If you just want raw performance, and will only be performing read only lookups into the data, then your better served by an ordered index file(s) using a fixed size record for your keys which points to your data file. You can then perform a binary search easily on this data and avoid any database overhead. For even more of a performance gain, you can pre-load/cache the midpoints into memory to reduce repetitive reads.

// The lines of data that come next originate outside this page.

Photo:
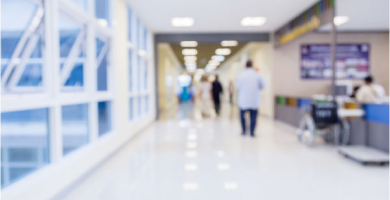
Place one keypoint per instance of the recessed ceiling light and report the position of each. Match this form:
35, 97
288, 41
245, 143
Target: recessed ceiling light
199, 71
191, 167
230, 186
189, 52
190, 58
339, 20
190, 62
191, 154
214, 62
218, 58
191, 67
190, 186
182, 21
222, 167
189, 44
208, 69
223, 51
229, 43
191, 145
253, 21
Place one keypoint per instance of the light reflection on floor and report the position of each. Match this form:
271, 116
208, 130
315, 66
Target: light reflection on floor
208, 159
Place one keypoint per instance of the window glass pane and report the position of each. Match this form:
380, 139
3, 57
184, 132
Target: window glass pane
145, 75
72, 52
74, 127
131, 109
102, 8
146, 104
145, 39
139, 106
130, 23
104, 109
139, 33
130, 70
24, 143
139, 71
22, 48
102, 73
81, 3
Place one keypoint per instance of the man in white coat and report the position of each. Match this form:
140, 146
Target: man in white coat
249, 83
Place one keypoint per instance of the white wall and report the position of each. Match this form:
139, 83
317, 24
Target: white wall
169, 68
51, 180
287, 79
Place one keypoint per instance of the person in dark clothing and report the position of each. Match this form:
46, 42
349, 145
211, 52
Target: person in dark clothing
217, 91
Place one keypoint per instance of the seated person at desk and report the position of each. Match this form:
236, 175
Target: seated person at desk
370, 92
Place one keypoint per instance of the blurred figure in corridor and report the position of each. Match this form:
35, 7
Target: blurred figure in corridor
249, 83
205, 96
217, 91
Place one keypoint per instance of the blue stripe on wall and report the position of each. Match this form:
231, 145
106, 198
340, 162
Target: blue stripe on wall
377, 113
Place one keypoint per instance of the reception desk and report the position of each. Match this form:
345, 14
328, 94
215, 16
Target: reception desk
371, 130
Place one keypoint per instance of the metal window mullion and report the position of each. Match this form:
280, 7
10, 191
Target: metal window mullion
70, 61
24, 58
19, 47
101, 56
54, 86
90, 73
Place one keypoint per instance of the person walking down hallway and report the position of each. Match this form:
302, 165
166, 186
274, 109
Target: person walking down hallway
217, 91
370, 92
248, 84
205, 96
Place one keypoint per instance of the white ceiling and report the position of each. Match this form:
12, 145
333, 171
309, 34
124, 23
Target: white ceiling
225, 15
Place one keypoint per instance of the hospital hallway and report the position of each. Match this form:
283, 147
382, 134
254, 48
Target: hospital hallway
181, 157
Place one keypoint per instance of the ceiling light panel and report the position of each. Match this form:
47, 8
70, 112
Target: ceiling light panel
223, 51
218, 58
189, 44
189, 52
182, 21
190, 58
253, 21
229, 43
339, 20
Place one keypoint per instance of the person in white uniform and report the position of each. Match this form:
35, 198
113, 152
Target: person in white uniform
248, 84
370, 92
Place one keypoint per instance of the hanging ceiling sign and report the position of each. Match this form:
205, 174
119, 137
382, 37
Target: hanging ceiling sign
317, 15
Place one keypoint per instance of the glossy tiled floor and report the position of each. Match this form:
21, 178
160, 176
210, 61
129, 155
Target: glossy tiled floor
183, 159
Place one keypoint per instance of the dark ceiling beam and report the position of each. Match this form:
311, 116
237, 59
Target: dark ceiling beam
212, 37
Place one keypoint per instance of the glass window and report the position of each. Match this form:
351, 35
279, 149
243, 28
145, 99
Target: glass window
139, 106
81, 3
145, 46
104, 111
102, 13
145, 75
75, 131
139, 71
139, 33
102, 70
146, 104
24, 143
72, 52
131, 109
130, 70
130, 23
21, 50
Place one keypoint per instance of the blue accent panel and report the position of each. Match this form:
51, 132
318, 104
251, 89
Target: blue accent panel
377, 113
303, 103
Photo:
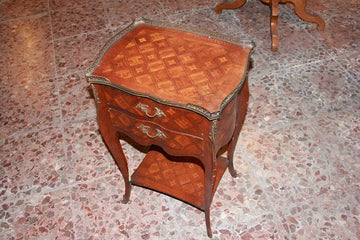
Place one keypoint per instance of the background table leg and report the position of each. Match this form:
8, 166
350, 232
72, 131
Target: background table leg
299, 6
236, 4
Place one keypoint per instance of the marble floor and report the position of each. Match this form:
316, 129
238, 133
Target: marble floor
298, 155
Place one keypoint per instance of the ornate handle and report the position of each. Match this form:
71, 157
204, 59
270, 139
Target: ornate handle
144, 107
145, 130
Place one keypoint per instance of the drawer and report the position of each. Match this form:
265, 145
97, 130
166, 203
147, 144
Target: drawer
148, 133
170, 117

A simple fixed size record for your specs might look like:
type
rIndexRec = record
KeyStr : String[15]; // short string 15 chars max
DataLoc : integer; // switch to int64 if your using gpHugeFile
end;
For initial loading, use the Turbo Power sort found in the SysTools, which the latest version for Delphi 2009/2010 can be downloaded on the songbeamers website. The DataLoc would be the stream position of your datastring record, which writing/reading might look like the following:
function WriteDataString(aDataString:String;aStream:tStream):integer;
var
aLen : integer;
begin
Result := aStream.Position;
aLen := Length(aDataString);
aStream.Write(aLen,sizeOf(aLen));
aStream.Write(aDataString[1],aLen*sizeOf(Char));
end;
function ReadDataString(aPos:Integer;aStream:tStream):String;
var
aLen : integer;
begin
if aStream.Position <> aPos then
aStream.Seek(aPos,soFromBeginning);
result := '';
aStream.Read(aLen,SizeOf(aLen));
SetLength(Result,aLen);
if aStream.Read(Result[1],aLen*sizeOf(Char)) <> aLen*SizeOf(Char) then
raise Exception.Create('Unable to read entire data string');
end;
When you are creating your index records, the dataloc would be set to datastring record position. It doesn't matter the order in which records are loaded, as long as the index records are sorted. I used just this technique to keep a 6 billion record database up to date with monthly updates, so it scales to the extreme easily.
EDIT: Yes, the code above is limited to around 2GB per datafile, but you can extend it by using gpHugeFile, or segmenting. I prefer the segmenting into multiple logical files < 2gb each, which will take up slightly less disk space.